NFL Pro Bowl: Honolulu Exhibition Is Worst All-Star Game in Pro Sports

Alex HallCorrespondent IIIJanuary 26, 2013

HONOLULU, HI - JANUARY 29:  Maurice Jones-Drew #32 of the Jacksonville Jaguars is stopped by the NFC defense during the 2012 NFL Pro Bowl at Aloha Stadium on January 29, 2012 in Honolulu, Hawaii.  (Photo by Kent Nishimura/Getty Images)
Kent Nishimura/Getty Images

The 2013 NFL Pro Bowl is just a day away and the amount of people excited about the game is a number you could probably count on one finger.

The NFL is the most popular professional sport in the United States, but the one thing the league has never figured out is how to execute a decent all-star game. Let's run through a few of the game's many faults.

Sure the game is played in Hawaii, which is different and fun, but it also takes place when the season is all but over. And in a not-so-brilliant idea by NFL commissioner Roger Goodell and company, the Pro Bowl was recently moved to a week before the Super Bowl. This ensures that two of the league's 32 teams will not be represented in the game each and every year.

Agree or disagree with the idea, at least the MLB's game has something on the line. Even the NBA and NHL, whose all-star games are exhibitions, have found ways to keep fans more interested in those games than the NFL's.

The NBA has an entire all-star weekend including three-point shootouts, dunk contests and rookie versus sophomore games. The MLB has the Home Run Derby before its all-star game, making the festivities last two days. While the NHL comes closest to the NFL in irrelevancy, at least it's played during the regular season.

Obviously there's a drastically low chance of the NFL moving the Pro Bowl to a time during the regular season, but it would be much better placed there than right before the Super Bowl. Nobody wants to see the best players of the other 30 teams not involved in the Super Bowl playing two-hand touch on a paradise island.

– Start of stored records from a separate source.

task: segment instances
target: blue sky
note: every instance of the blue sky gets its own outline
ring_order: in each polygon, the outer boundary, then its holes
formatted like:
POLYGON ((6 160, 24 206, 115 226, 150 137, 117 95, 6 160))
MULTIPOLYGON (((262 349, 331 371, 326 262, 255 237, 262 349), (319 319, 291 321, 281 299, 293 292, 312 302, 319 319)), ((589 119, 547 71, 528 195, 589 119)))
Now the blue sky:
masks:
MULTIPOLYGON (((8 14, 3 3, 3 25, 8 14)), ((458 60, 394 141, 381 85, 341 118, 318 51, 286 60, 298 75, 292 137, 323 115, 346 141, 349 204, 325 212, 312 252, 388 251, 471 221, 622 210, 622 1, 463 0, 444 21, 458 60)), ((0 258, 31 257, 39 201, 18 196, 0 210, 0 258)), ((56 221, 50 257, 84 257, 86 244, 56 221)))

With every media outlet focusing in on the Super Bowl, the Pro Bowl is seen as a speed bump in the way of the biggest game of the season. When it was played after the Super Bowl, at least fans watched because it would be their last taste of pro football until August.

The other major issue the Pro Bowl runs into is that so many of the all-stars named to the AFC and NFC roster back out before the game is played. Not even the players want to be a part of this game and they're the ones who get to spend the week in Hawaii.

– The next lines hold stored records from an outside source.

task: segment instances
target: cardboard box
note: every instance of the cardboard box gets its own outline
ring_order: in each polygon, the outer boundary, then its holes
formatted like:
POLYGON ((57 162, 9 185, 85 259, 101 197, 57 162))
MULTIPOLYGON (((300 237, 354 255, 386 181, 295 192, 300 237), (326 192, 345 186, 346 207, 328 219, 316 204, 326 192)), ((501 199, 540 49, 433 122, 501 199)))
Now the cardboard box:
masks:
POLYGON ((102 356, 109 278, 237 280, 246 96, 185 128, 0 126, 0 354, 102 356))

By the time the Pro Bowl is about to be played, so many players have been called in as replacements that it feels like every player is an all-star by the season's end. With so many alternates named for players who don't want to be there, the game has no exclusivity.

Perhaps the biggest issue the NFL faces with trying to make the Pro Bowl matter, though, is the fact that it doesn't care. The fans don't care because the players don't care. The players don't care because truth be told, the NFL really doesn't care about the game. The Pro Bowl's only purpose is to get some Hawaiian ticket sales, make players happy and squeeze out some television ratings.

Until the NFL decides it wants to care about making the Pro Bowl entertaining and meaningful for fans to watch, the exhibition will continue to be the worst all-star game in all of pro sports.